本当にそんな事を言ったのなら恋人はまるで娼婦以下ではないか…!
彼女達は金銭を貰ってその勤めをちゃんと果たしている。
この話しの恋人はまるで見境のない淫売ではないか…!
「聞きたくない…。」
俺は耳を塞ぎ男の声を遮ろうとするがそれでも、ボートの上でもその声はよく通り俺の鼓膜を震わせ脳に到達する。
「その一言に騙された馬鹿な貴族の何人かが船に細工をしたんですよ。そこから全てわかりましたから、助かりましたけどね。」
「…。」
「そうそう捕まる時に、僕に彼女はなんて言ったと思いますか?『私に好きなことをしてもいいわよ。ねぇ、私を貴方の恋人にして…?』ですよ。娼婦以下なのは彼女の方でしたね。」
男は苦笑いしていた。
彼女がそんな事を言うわけがない。
彼女が愛しているのは俺だけだ。
何かの間違いなんだ!
彼女は冤罪なんだ…。そうだ…。
「やめろ!」
「あんなに頭の悪い女にクーデターなんて考えられないでしょうが…。『疑わきは罰する』ですよ。」
それは、アレを断罪した時に俺が思っていた事だった。
でも、だからといって俺の恋人に罰を与えるなんて酷くはないだろうか…!
「無実の彼女に何をしたんだ!?」
「帝国のある部族に嫁いで貰いました。知ってますよね…?」
その部族はどんな者達が集まっているのか俺はよく理解していた。
「あそこは!」
その部族は女を物として扱う。
まだ、奴隷の方がいい扱いを受けるくらいだ。
婚姻があると部族全員で女を犯し、自分達の所有物とするのだ。
女が何か気に食わない事をすると鼻を削ぎ落とし、耳を切り落とし少しずつ身体の一部を剥ぎ取っていくと確か聞いた。
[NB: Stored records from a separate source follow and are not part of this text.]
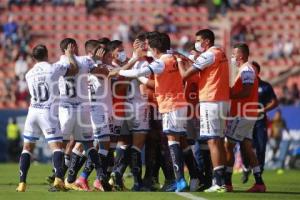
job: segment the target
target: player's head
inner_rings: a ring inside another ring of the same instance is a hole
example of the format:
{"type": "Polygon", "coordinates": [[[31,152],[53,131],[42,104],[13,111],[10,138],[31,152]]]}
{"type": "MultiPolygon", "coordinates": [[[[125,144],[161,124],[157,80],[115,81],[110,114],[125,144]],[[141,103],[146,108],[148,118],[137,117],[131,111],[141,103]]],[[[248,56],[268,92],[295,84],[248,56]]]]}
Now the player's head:
{"type": "Polygon", "coordinates": [[[196,33],[195,49],[204,52],[215,44],[215,34],[209,29],[202,29],[196,33]]]}
{"type": "Polygon", "coordinates": [[[250,51],[245,43],[235,44],[232,50],[231,62],[233,65],[241,66],[248,61],[250,51]]]}
{"type": "Polygon", "coordinates": [[[126,53],[124,51],[123,42],[120,40],[113,40],[107,44],[108,50],[111,52],[113,60],[119,62],[126,61],[126,53]]]}
{"type": "Polygon", "coordinates": [[[106,47],[103,48],[103,50],[104,50],[103,63],[107,64],[107,65],[111,65],[112,60],[113,60],[111,52],[106,47]]]}
{"type": "Polygon", "coordinates": [[[39,44],[35,46],[32,50],[32,57],[37,61],[47,61],[48,60],[48,49],[45,45],[39,44]]]}
{"type": "Polygon", "coordinates": [[[60,46],[60,50],[62,51],[62,53],[65,53],[65,50],[68,48],[69,44],[74,45],[73,53],[75,55],[78,55],[78,46],[77,46],[76,40],[73,38],[65,38],[60,42],[59,46],[60,46]]]}
{"type": "Polygon", "coordinates": [[[160,33],[158,31],[152,31],[152,32],[147,32],[145,34],[146,40],[145,40],[145,48],[149,48],[149,40],[155,36],[158,36],[160,33]]]}
{"type": "Polygon", "coordinates": [[[103,37],[103,38],[100,38],[98,41],[100,43],[101,48],[104,48],[108,45],[108,43],[110,42],[110,39],[108,39],[107,37],[103,37]]]}
{"type": "Polygon", "coordinates": [[[251,64],[255,67],[257,74],[260,73],[260,65],[256,61],[252,61],[251,64]]]}
{"type": "Polygon", "coordinates": [[[84,44],[85,53],[90,56],[94,56],[99,47],[100,42],[98,40],[88,40],[84,44]]]}
{"type": "Polygon", "coordinates": [[[147,52],[148,47],[146,45],[146,33],[142,32],[139,33],[136,37],[135,37],[135,41],[138,40],[141,43],[141,46],[139,49],[137,49],[138,51],[143,51],[143,52],[147,52]]]}
{"type": "Polygon", "coordinates": [[[166,35],[156,35],[149,39],[149,51],[154,58],[158,58],[160,54],[166,53],[170,49],[170,42],[166,39],[166,35]]]}

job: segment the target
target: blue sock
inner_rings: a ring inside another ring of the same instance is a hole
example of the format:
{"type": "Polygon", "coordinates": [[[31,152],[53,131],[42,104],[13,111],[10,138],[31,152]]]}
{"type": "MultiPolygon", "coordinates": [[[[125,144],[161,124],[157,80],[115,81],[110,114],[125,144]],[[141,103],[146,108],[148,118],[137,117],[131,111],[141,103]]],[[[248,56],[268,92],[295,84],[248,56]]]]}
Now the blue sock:
{"type": "Polygon", "coordinates": [[[173,169],[175,173],[176,181],[184,178],[183,175],[183,161],[182,161],[182,149],[179,142],[169,141],[170,154],[173,162],[173,169]]]}
{"type": "Polygon", "coordinates": [[[91,159],[88,158],[80,176],[83,177],[84,179],[88,179],[93,169],[94,169],[94,164],[91,161],[91,159]]]}
{"type": "Polygon", "coordinates": [[[55,169],[55,177],[63,179],[64,178],[64,152],[54,151],[53,153],[53,166],[55,169]]]}
{"type": "Polygon", "coordinates": [[[123,176],[130,160],[130,148],[120,148],[116,149],[116,164],[114,167],[114,172],[117,172],[123,176]]]}
{"type": "Polygon", "coordinates": [[[193,154],[191,147],[187,147],[183,151],[184,162],[189,170],[190,178],[196,179],[200,172],[197,169],[197,163],[193,154]]]}
{"type": "Polygon", "coordinates": [[[218,166],[214,168],[214,178],[216,180],[216,184],[218,186],[222,186],[225,184],[225,167],[218,166]]]}
{"type": "Polygon", "coordinates": [[[80,170],[79,168],[79,162],[81,159],[81,156],[78,155],[79,153],[72,152],[71,154],[71,161],[70,161],[70,167],[68,171],[68,182],[74,183],[77,177],[77,174],[80,170]]]}
{"type": "Polygon", "coordinates": [[[88,158],[92,161],[94,164],[96,175],[98,180],[104,180],[106,179],[105,173],[103,171],[99,154],[97,153],[97,150],[95,148],[90,148],[88,151],[88,158]]]}
{"type": "Polygon", "coordinates": [[[30,167],[30,153],[23,151],[20,156],[20,183],[26,183],[27,173],[30,167]]]}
目玉がない事が気に食わなくて耳を削ぎ落としたという話しもあったという…。
この時代にありえない事だが、彼らは性欲処理するのに女の顔の一部がなくても『それがなんだ?』という価値観だと聞いた。
たちが悪いことに力もあり下手なことは言えず。あまりに凄惨な事をするので知ってるのはごく一部の貴族と王族のみだ。
それでも、あまりいい噂を聞かないから進んであそこに嫁がせる家はない。
「とても豊かな国の優秀な美しい部族の長ですから、彼女は喜んで行きましたよ。きっと幸せなはずです。」
男はニコニコと笑っているが。その意味をちゃんと知って笑っているのだろう。
あんな所に嫁がせるくらいなら、まだ死刑にした方が幸せなくらいだ…!
なぜ、この男は俺の無実の恋人にそんな事ができるのだ…!
「なぜそのような酷い事を…。彼女はそんな事をしない。冤罪に決まっている…!早く彼女を助けに行くんだ…!」
「貴方は以前、たとえ冤罪だったとしても騒ぎを起こした責任はとるべきだと言いましたよね?彼女にはそれをしてもらったまでです。」
「なんだと…?」
俺はそんな事を言ったのか…?
覚えてすらなかった。
「あの場で殿下に異を唱えなかった者全てはそれを認めているんですよ。もちろん殿下もです。」
「はぁ…?」
この男は俺に罰を与えるというのか…?
皇太子である俺に…!
「それはいずれ教えます。」
「なんだと?」
罰は何かと明言せずに傍らにいるアレに憐れみの視線を向けた。
「そこの令嬢は恋に溺れた愚かな女でしたが、貴方に少しでも役に立ちたい一心で国の益になる事ばかりしました。」
「アレは愚かで頭の悪い女だ。そんな事出来るわけがない。」
国のために何もしようとしなかったアレよりも、城下で炊き出しをしようとした恋人の方がずっと賢く心が綺麗だ。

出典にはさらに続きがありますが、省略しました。